2 x 300 MHz Dual Pentium II Servers donated by Intel, they included 512MB of RAM and 9 x 9GB hard drives between the two. It was on these that the main search ran.
F50 IBM RS/6000 donated by IBM, included 4 processors, 512MB of memory and 8 x 9GB hard drives.
Two additional boxes included 3 x 9GB hard drives and 6 x 4GB hard drives respectively (the original storage for Backrub). These were attached to the Sun Ultra II.
IBM disk expansion box with another 8 x 9GB hard drives donated by IBM.

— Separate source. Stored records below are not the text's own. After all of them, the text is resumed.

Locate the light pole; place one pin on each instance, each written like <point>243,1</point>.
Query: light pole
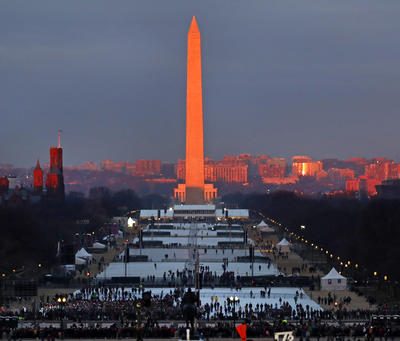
<point>61,300</point>
<point>233,300</point>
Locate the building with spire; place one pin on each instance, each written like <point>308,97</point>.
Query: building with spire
<point>38,178</point>
<point>194,190</point>
<point>55,177</point>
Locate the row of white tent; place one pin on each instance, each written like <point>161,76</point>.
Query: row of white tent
<point>333,281</point>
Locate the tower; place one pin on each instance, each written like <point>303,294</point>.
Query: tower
<point>194,191</point>
<point>38,178</point>
<point>55,177</point>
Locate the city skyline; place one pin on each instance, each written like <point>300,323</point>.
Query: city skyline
<point>278,79</point>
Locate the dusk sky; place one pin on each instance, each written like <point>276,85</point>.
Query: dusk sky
<point>279,77</point>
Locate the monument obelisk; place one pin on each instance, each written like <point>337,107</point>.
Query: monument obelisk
<point>194,167</point>
<point>194,191</point>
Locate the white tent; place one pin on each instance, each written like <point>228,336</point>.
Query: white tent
<point>80,261</point>
<point>82,253</point>
<point>333,281</point>
<point>283,246</point>
<point>264,227</point>
<point>98,245</point>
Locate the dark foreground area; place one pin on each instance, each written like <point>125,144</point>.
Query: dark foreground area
<point>330,330</point>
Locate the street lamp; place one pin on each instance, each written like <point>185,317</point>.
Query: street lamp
<point>61,300</point>
<point>233,300</point>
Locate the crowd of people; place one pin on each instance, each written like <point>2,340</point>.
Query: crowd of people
<point>303,330</point>
<point>121,304</point>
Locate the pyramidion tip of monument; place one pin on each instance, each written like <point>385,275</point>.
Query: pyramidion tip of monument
<point>194,27</point>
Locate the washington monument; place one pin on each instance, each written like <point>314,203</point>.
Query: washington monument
<point>194,191</point>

Homemade disk box which contained 10 x 9GB SCSI hard drives
Current hardware
Servers are commodity-class x86 PCs running customized versions of GNU/Linux. Indeed, the goal is to purchase CPU generations that offer the best performance per unit of power, not absolute performance. Other than the wages bill, the biggest cost that Google faces is electric power consumption. Estimates of the power required for over 250,000 servers range upwards of 20 megawatts, which could cost on the order of 1-2 million $US per month in electricity charges.

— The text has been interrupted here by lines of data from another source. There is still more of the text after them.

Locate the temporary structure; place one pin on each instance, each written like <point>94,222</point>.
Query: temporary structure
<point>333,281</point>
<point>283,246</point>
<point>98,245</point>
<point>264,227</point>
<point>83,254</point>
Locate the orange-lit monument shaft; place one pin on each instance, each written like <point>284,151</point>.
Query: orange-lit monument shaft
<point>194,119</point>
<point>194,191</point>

For this reason, the Pentium II has been the most favoured processor, but this could change in the future as processor manufacturers are increasingly limited by the power output of their devices.
Published specifications:
over-250,000 servers ranging from 533 MHz Intel Celeron to dual 1.4 GHz Intel Pentium III (as of 2005)
One or more 80GB hard disk per server. (2003)

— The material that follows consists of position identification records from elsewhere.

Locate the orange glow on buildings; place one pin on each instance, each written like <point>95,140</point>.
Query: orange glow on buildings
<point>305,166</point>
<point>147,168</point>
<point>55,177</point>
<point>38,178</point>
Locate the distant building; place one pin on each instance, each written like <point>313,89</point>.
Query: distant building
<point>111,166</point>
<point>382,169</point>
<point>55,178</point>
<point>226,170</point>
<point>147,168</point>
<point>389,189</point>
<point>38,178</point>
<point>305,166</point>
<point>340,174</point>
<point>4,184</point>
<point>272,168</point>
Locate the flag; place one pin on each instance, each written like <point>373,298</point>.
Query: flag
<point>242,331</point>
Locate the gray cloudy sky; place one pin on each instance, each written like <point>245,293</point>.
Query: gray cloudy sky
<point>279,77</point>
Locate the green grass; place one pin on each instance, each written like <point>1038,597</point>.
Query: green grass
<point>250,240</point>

2–4 GiB memory per machine (2004)
The exact size and whereabouts of the data centers Google uses are unknown, and official figures remain intentionally vague. According to John Hennessy and David Patterson's Computer Architecture: A Quantitative Approach, Google's server farm computer cluster in the year 2000 consisted of approximately 6000 processors, 12000 common IDE disks (2 per machine, and one processor per machine), at four sites: two in Silicon Valley, California and two in Virginia. Each site had an OC-48 (2488 Mbit/s) internet connection and an OC-12 (622 Mbit/s) connection to other Google sites. The connections are eventually routed down to 4 x 1 Gbit/s lines connecting up to 64 racks, each rack holding 80 machines and two ethernet switches. Google has almost certainly dramatically changed and enlarged their network architecture since then. In 2006, they started work on a large complex in The Dalles, Oregon; one attraction of this site was cheap hydro-electric power.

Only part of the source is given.